Quel impact son inculpation aura-t-elle sur les électeurs républicains ?

L’impact sur une partie des électeurs républicains risque d’être important, car ce serait une manière de remobiliser sa base traditionnelle qui lui est d’une fidélité à toute épreuve. Bien entendu, un certain nombre d’électeurs républicains ont déjà pris leurs distances. Ce qui est surtout ennuyeux pour le parti républicain, c’est que les principaux candidats potentiels vont devoir se prononcer. Le principal opposant de Donald Trump, Ron DeSantis, le gouverneur de Floride qui pourrait remporter les primaires, a déjà déclaré que ce qui était en train de se passer était anti-américain. Les autres candidats à la primaire républicaine marchent sur un fil, car d’un côté ils ne voient peut-être pas d’un mauvais œil l’inculpation de Trump, mais d’un autre côté, s’ils ne le critiquent pas, et restent très discrets par rapport à cette inculpation, ils risquent de perdre une partie des électeurs trumpistes dont ils ont besoin pour gagner. C’est une situation très compliquée pour le parti républicain. Trump reste tout de même un candidat potentiel pour les primaires: il pourrait toujours obtenir l’investiture. Cependant, l’élection de Trump s’éloigne chaque jour un peu plus. La possibilité qu’il redevienne un jour président semble compromise. Par ailleurs, le bilan actuel de Joe Biden n’est pas si mauvais qu’on pourrait le penser. Les Américains regardent aussi le bilan économique, ils connaissent le bilan de Trump à ce niveau-là.

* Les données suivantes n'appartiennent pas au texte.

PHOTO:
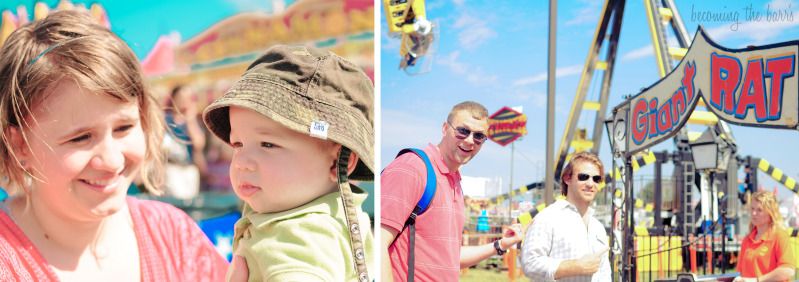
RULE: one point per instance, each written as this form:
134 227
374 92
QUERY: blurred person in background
184 144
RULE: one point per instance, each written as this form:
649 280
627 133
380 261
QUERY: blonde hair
70 45
582 157
477 110
771 206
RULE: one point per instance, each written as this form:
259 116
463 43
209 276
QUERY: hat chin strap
351 213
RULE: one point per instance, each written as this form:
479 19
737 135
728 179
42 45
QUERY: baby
300 124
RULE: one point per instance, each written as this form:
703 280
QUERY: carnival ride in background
692 230
407 19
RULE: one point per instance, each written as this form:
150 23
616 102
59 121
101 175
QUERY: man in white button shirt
565 242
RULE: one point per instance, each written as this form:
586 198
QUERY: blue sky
495 52
140 23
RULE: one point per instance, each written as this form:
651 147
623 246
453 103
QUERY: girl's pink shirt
171 248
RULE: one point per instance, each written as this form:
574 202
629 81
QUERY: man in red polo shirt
439 255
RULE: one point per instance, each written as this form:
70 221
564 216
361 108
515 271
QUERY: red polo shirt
438 230
759 257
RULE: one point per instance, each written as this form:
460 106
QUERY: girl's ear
18 145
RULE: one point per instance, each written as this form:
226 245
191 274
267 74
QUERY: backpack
421 206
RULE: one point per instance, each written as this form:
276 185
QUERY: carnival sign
755 86
506 125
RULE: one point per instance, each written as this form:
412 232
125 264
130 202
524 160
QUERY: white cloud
255 5
474 31
542 76
474 75
402 129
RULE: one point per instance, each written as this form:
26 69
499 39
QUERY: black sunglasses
583 177
463 133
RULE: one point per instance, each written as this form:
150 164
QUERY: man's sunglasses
583 177
463 133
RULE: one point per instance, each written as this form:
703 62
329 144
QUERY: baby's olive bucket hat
308 90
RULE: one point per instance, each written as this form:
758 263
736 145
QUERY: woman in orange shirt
766 253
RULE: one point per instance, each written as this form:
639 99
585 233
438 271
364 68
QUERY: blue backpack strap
430 182
421 206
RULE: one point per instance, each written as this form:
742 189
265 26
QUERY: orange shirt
758 257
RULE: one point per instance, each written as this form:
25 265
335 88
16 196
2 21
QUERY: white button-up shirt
559 233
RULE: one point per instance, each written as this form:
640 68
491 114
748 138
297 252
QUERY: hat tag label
319 129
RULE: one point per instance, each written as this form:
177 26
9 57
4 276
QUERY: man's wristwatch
499 248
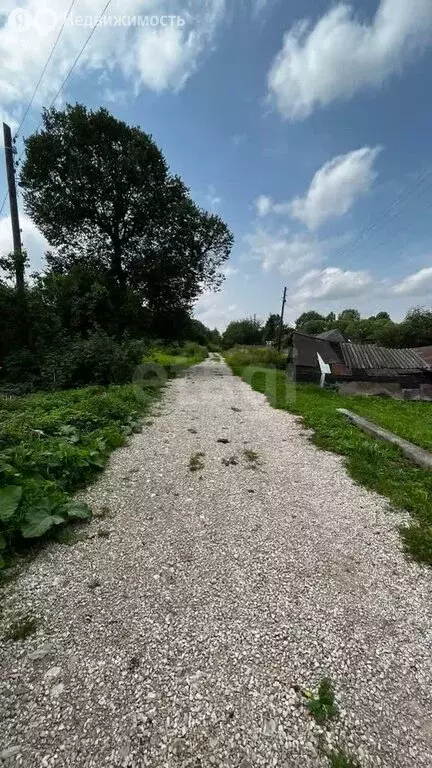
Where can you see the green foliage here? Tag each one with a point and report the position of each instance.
(176, 357)
(372, 463)
(240, 357)
(52, 444)
(10, 497)
(248, 331)
(125, 216)
(323, 706)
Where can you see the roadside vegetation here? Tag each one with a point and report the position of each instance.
(175, 358)
(372, 463)
(87, 343)
(53, 443)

Cette inculpation est-elle une aubaine pour le président actuel Joe Biden ?

Oui et non. D’une part, c’est évidemment un mauvais coup pour les républicains de manière générale. D’autre part, il est problématique dans la situation politique actuelle d’avoir une telle attention médiatique pour cette affaire, qui détourne le regard des Américains de l’évolution politique globale. Il est inédit de voir parler les médias d’un ancien président pendant aussi longtemps. Trump continue à faire la une de l’actualité, et pas de la manière la plus positive, ce qui continue d’être assez triste pour l’image de la classe politique aux Etats-Unis. A cet égard, Biden ne doit pas se réjouir trop fortement de ce qui arrive. Cette inculpation renforce aussi la cassure au sein de société américaine entre des groupes de plus en plus opposés. Trump a contribué à radicaliser le débat dans la société politique américaine.

Cette inculpation va-t-elle conforter Trump dans son image de victime ?

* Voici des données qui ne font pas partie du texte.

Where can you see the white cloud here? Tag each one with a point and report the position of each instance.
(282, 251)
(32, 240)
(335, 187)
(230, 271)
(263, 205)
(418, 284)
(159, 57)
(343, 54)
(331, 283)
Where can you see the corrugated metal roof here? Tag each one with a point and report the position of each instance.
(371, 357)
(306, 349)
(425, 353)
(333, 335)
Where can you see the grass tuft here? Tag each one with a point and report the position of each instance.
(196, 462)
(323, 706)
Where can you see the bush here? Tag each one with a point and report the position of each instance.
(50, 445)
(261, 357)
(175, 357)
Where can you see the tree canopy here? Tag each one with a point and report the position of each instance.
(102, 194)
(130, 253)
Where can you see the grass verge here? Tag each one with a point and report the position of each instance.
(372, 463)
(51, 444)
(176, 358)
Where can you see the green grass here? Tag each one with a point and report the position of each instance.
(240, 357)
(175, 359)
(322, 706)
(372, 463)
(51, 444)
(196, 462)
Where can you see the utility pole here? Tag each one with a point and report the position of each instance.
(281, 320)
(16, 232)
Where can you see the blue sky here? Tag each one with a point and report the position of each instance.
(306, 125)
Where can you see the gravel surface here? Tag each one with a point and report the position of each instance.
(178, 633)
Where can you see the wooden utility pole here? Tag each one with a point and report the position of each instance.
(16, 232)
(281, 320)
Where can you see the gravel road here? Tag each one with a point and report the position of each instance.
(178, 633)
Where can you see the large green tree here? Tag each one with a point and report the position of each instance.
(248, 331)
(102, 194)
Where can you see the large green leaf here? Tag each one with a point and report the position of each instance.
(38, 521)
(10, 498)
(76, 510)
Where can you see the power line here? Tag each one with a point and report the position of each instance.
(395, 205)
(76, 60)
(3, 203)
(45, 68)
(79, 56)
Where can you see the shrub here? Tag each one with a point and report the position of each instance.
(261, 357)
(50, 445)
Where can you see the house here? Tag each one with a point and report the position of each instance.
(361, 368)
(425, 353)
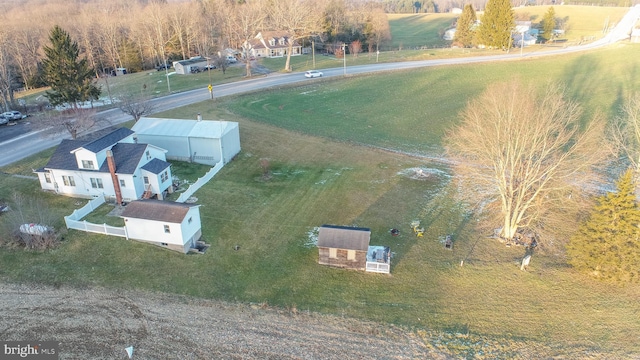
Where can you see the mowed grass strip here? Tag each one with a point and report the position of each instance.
(316, 179)
(411, 110)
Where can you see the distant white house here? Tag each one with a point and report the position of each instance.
(272, 44)
(200, 141)
(111, 166)
(175, 226)
(194, 64)
(450, 34)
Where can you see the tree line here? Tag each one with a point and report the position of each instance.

Cette image de victime est essentielle pour lui, car s’il a annoncé bien à l’avance sa candidature à la primaire républicaine, c’est aussi une manière de se protéger contre la justice. C’est une façon de présenter toutes les procédures judiciaires contre lui comme une stratégie pour l’empêcher d’être candidat. Et c’est un discours qui fonctionne bien, évidemment. Il l’utilise de manière assez efficace, même si, et c’est une particularité de la Justice américaine, il vient d’être inculpé par un grand jury, mais derrière ce dernier, il y a le procureur de Manhattan qui est un démocrate. Donc, c’est évidemment assez simple pour Trump de dire : ‘Vous voyez, ce sont les démocrates qui m’attaquent et qui essaient à nouveau de m’empêcher de parler et de redevenir président’. Ce discours sert les thèses complotistes actuelles.

Donald Trump risque-t-il réellement de se retrouver en prison ?

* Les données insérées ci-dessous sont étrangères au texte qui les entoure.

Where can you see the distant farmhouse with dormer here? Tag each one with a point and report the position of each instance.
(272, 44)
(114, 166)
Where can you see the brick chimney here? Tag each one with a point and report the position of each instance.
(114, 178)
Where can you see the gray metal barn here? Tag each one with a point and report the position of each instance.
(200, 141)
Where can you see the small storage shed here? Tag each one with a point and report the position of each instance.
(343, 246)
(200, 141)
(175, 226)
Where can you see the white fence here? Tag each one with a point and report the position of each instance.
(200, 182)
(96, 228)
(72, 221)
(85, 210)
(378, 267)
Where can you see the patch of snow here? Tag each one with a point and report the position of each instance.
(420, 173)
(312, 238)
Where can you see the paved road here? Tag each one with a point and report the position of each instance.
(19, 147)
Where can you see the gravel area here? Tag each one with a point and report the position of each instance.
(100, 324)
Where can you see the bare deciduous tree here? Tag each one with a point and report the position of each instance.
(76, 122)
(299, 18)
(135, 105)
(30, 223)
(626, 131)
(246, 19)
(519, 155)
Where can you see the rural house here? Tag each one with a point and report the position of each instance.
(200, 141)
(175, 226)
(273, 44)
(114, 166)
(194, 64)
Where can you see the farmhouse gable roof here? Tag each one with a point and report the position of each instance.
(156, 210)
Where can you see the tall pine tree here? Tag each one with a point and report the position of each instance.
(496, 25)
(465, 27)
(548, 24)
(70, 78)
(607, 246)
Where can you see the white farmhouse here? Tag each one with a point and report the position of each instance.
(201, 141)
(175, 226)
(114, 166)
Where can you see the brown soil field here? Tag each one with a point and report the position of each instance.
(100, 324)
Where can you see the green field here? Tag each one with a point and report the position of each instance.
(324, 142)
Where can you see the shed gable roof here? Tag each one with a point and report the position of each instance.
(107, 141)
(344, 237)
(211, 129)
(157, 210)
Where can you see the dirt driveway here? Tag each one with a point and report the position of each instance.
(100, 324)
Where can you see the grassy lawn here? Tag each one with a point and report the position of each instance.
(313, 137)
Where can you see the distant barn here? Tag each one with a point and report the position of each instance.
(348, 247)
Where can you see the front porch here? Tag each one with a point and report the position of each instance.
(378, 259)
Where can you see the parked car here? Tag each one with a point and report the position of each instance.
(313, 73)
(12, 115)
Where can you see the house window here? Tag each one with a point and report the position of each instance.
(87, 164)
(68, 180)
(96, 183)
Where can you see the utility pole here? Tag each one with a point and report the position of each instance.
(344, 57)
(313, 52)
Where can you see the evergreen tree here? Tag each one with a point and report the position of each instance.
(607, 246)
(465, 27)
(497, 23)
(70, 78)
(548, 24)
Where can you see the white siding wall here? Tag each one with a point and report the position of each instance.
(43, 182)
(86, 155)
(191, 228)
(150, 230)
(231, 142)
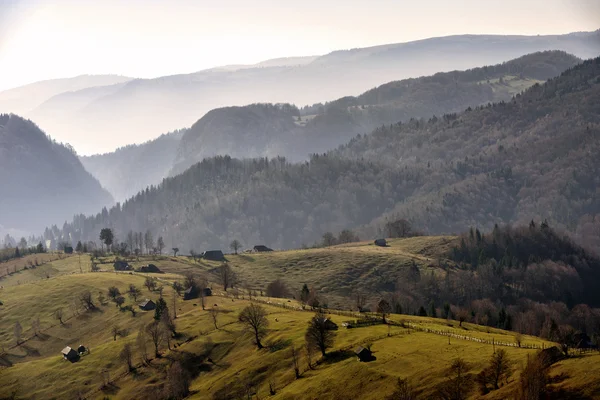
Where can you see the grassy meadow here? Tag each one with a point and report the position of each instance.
(223, 362)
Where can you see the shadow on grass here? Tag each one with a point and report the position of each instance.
(277, 345)
(337, 356)
(110, 388)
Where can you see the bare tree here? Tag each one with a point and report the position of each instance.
(174, 304)
(119, 301)
(178, 382)
(309, 354)
(126, 356)
(254, 318)
(115, 332)
(459, 382)
(156, 333)
(227, 276)
(235, 245)
(18, 331)
(296, 362)
(318, 335)
(35, 325)
(498, 370)
(214, 313)
(403, 391)
(534, 379)
(278, 288)
(360, 299)
(141, 344)
(160, 244)
(113, 292)
(150, 283)
(383, 308)
(58, 314)
(134, 292)
(86, 300)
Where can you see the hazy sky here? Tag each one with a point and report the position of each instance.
(44, 39)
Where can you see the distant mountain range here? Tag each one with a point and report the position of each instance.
(270, 130)
(532, 157)
(43, 181)
(110, 114)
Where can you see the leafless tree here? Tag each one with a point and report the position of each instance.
(141, 344)
(309, 354)
(383, 308)
(403, 391)
(534, 379)
(318, 335)
(134, 292)
(174, 304)
(150, 283)
(126, 356)
(178, 382)
(115, 332)
(35, 325)
(498, 370)
(254, 318)
(227, 276)
(459, 382)
(58, 314)
(113, 292)
(18, 331)
(235, 245)
(119, 301)
(278, 288)
(86, 300)
(361, 300)
(214, 314)
(296, 362)
(156, 333)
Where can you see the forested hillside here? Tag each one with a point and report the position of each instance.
(532, 157)
(266, 130)
(132, 168)
(43, 181)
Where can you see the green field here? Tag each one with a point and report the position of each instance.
(225, 363)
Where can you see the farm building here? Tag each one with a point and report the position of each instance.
(381, 242)
(122, 266)
(261, 248)
(70, 354)
(213, 255)
(147, 305)
(330, 325)
(193, 292)
(151, 268)
(363, 354)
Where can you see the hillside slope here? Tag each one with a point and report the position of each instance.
(142, 109)
(531, 158)
(24, 99)
(282, 130)
(45, 182)
(132, 168)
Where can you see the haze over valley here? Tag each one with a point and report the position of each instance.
(386, 207)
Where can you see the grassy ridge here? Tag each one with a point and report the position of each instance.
(38, 370)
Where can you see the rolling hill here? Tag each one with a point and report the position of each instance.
(501, 163)
(145, 108)
(281, 130)
(222, 362)
(44, 181)
(132, 168)
(270, 130)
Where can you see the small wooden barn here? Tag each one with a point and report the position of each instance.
(147, 305)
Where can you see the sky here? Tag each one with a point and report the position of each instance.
(47, 39)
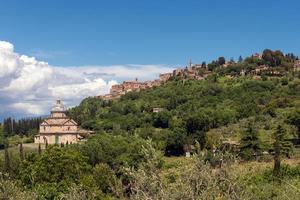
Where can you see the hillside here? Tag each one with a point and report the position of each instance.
(228, 136)
(210, 111)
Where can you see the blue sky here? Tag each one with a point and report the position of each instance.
(70, 32)
(71, 49)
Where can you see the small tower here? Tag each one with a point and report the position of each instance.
(190, 63)
(58, 110)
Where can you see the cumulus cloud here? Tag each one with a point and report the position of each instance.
(29, 86)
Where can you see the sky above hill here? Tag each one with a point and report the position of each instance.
(72, 49)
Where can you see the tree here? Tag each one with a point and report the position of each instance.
(175, 142)
(272, 58)
(294, 119)
(161, 119)
(240, 59)
(250, 144)
(281, 146)
(21, 151)
(6, 160)
(57, 167)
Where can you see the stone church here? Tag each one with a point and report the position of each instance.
(58, 128)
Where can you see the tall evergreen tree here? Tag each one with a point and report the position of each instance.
(21, 151)
(250, 144)
(281, 146)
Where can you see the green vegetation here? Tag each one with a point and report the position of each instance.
(234, 124)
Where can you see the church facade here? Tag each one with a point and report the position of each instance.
(58, 128)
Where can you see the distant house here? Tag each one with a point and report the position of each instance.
(58, 128)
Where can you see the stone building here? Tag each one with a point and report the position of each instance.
(58, 128)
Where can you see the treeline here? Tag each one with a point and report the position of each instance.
(25, 126)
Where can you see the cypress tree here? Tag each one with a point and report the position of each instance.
(21, 151)
(281, 146)
(6, 160)
(40, 149)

Le risque existe, mais à mon avis, s’il va en prison, ce ne sera pas demain. La procédure risque d’être très longue. Ici, c’est « juste » une inculpation. Après, il faut que le cas soit jugé par un jury, et que celui-ci soit anonyme, et là ce sera compliqué, car Trump compte un certain nombre de partisans, et puis il aura la possibilité de faire appel, voire de s’adresser à la Cour suprême. Bien entendu, ici, c’est seulement une des procédures qui le visent, c’est celle qui en quelque sorte a été le plus rapide, mais il a évidemment aussi d’autres procès potentiels sur le bras, qui pourraient également le conduire en prison, même s’il en est encore loin.